Myth #4: The Moon Landing Was A Hoax!
This is a favorite with Internet trolls, people who want to harass astronauts and the satire writers on the staff of The Onion. Short of packing them all up in a spacecraft, sending them to the Moon and listening to them scream like little girls the whole way, you’re probably not going to convince them. Here’s some reasons to disbelieve them:
- The Flag: How did they get the flag to wave on the Moon, where there is no significant atmosphere and, thus, no wind? Simple. Neil Armstrong and Buzz Aldrin extended the flag with a stiff wire that became bent during the process, creating a wave.
- The Van Allen Belts: Moon hoaxers believe that the radiation in the Van Allen Belts is so strong that it would have killed any astronauts passing through them on the way to the Moon. In reality, they aren’t strong enough to harm humans in the few seconds it would have taken to travel through them. Besides, the route taken to the Moon avoided some of the worst zones.
- Why don’t any stars show up in photos taken on the lunar surface? Firstly, the astronauts were taking pictures in broad daylight, which would have drowned out the light of the stars in photographs. Secondly, they were using the cameras available in the late 1960s and early 1970s, which limited photo enhancements and editing processes that would have allowed the stars to show up.
- Technology in the 1960s was insufficient to send men to the Moon. Was it really? It is true that they had to develop some of the technology and adapt other existing technologies to do the job. However, the Moon wasn’t out of reach in the 1960s.
- I see a wire! The Apollo astronauts weren’t exactly able to take along movie cameras. What you see is probably the effects of the low-resolution video they were forced to put up with.
- Why did we never return to the Moon?

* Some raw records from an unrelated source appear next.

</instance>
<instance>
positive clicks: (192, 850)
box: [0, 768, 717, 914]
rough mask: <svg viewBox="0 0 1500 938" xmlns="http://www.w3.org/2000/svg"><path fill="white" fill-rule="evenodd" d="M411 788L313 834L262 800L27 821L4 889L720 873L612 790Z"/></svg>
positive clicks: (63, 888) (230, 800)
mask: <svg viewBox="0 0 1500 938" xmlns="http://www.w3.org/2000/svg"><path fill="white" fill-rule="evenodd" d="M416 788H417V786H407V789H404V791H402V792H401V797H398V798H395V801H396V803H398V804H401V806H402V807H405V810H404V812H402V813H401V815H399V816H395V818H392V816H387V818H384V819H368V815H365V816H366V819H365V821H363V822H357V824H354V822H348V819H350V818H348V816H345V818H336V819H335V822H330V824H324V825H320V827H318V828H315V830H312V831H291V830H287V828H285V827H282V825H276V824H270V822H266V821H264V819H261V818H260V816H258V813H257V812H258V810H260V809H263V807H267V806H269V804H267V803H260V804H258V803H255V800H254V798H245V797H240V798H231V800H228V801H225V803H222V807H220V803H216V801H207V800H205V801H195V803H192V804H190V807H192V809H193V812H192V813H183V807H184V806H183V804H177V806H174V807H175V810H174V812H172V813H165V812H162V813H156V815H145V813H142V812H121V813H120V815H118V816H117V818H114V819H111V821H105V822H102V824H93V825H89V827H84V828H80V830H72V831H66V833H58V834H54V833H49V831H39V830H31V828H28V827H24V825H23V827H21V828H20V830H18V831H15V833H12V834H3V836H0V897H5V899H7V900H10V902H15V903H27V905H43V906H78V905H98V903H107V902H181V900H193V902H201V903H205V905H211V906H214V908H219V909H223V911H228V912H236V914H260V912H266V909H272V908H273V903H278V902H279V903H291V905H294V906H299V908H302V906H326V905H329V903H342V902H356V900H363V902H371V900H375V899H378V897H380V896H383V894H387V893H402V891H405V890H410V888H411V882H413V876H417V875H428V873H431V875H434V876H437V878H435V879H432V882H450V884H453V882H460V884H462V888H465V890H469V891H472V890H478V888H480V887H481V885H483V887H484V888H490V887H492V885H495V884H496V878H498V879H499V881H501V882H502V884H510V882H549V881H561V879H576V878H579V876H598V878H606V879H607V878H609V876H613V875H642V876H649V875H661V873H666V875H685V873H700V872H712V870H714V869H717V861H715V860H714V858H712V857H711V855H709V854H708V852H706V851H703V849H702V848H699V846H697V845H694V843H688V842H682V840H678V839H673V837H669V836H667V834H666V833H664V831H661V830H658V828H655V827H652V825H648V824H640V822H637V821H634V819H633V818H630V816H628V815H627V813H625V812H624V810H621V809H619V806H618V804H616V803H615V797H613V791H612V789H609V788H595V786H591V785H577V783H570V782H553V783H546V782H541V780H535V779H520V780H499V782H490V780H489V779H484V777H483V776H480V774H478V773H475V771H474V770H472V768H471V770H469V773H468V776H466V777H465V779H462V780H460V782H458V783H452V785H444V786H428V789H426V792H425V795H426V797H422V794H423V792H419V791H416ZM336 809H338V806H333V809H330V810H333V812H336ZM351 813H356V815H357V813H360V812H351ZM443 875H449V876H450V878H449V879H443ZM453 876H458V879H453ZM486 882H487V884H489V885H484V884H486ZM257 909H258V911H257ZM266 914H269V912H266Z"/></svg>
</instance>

Well, as Dr. Wernher von Braun said, the most important element of any space exploration mission is “the will to do it.” Since the 1960s, America’s political will to explore space has gone downhill. Congress has simply seen no reason to fund NASA at sufficient levels for a comprehensive space exploration mission. Some private individuals and organizations are trying to pick up the slack, but both will and funding is always an issue when it comes to exploration.